OVC Divisional Alignment Offers Intriguing Matchups. For the first time this season, the Ohio Valley Conference has implemented eastern and western divisions to reorganize its conference schedule. With Belmont’s move into the OVC, the divisional switch couldn’t have come at a better time. The Bruins would carry the flag in the West while Murray State anchored the East for an equal balance of the league’s two best overall teams. Cross-divisional play allows Belmont a shot at the Racers (February 7), but the real intrigue lies in the West, where the Buins, Eastern Kentucky and Tennessee State all entered Thursday night’s games with undefeated records. Belmont edged EKU at home (and TSU edged Jacksonville State), but because division members are guaranteed to play home-and-homes, all three of these teams will slog it out on their respective home courts over the course of the season.
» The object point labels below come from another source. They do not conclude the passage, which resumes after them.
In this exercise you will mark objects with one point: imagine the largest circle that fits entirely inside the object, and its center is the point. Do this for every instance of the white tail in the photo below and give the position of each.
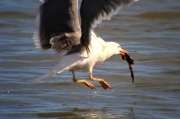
(64, 64)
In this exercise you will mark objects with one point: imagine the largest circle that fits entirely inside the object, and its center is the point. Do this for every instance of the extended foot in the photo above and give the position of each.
(105, 85)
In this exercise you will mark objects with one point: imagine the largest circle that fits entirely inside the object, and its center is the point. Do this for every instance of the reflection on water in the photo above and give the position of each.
(149, 30)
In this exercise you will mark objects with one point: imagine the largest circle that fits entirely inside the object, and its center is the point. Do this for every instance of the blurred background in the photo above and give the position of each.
(149, 30)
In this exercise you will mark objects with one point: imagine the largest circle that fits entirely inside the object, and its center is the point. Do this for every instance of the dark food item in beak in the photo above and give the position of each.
(130, 62)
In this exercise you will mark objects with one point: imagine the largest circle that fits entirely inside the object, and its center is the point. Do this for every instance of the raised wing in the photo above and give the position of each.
(94, 11)
(57, 25)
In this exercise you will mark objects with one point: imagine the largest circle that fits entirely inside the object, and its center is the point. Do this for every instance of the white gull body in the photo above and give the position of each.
(58, 28)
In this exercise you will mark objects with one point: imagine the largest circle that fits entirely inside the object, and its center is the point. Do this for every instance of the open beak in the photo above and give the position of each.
(123, 52)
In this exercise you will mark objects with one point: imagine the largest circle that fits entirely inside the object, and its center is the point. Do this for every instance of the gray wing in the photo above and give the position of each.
(94, 11)
(57, 25)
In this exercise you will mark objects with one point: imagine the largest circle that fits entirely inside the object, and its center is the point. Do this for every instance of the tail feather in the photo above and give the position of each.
(65, 63)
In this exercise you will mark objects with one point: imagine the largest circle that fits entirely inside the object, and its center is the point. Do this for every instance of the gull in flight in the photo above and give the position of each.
(58, 28)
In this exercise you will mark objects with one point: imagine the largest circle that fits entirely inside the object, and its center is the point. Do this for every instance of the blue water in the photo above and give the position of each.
(149, 30)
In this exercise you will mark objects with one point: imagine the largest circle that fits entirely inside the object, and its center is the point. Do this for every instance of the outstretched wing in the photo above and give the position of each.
(57, 25)
(94, 11)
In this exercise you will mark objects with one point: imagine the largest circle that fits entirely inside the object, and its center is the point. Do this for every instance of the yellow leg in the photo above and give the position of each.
(82, 81)
(104, 84)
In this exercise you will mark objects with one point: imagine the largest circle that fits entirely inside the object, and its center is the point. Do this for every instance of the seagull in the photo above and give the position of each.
(58, 28)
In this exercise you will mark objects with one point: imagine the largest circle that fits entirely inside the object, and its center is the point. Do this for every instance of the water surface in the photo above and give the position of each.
(149, 30)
Thursday night was the appetizer; the next two months promise to be just as good.
…and Miss.
What’s Happening To Illinois? No team had a more pleasantly surprising non-conference season than Illinois. John Groce’s team rolled through Maui, trounced Butler in the championship game, then pulled out a miraculous win at Gonzaga before staying neck-and-neck with Missouri for most of the Braggin’ Rights showdown in St. Louis. For a team that basically threw in the towel down the stretch last season as Bruce Weber lost his coaching touch and the Illini flailed into a 12-of-14 losing skid, Illinois looked re-energized, refocused and primed for big things in its new coach’s first season. The Big Ten season, with the exception of a blowout home win over Ohio State, has flipped the script. No longer is Illinois the product of Groce’s transformative touch. Instead, the Illini are starting to look like last season’s team. Losing to Purdue on the road is one thing. Dropping four of five conference games, three of which came at home — and one of which came to Northwestern, of all teams — is seriously disconcerting.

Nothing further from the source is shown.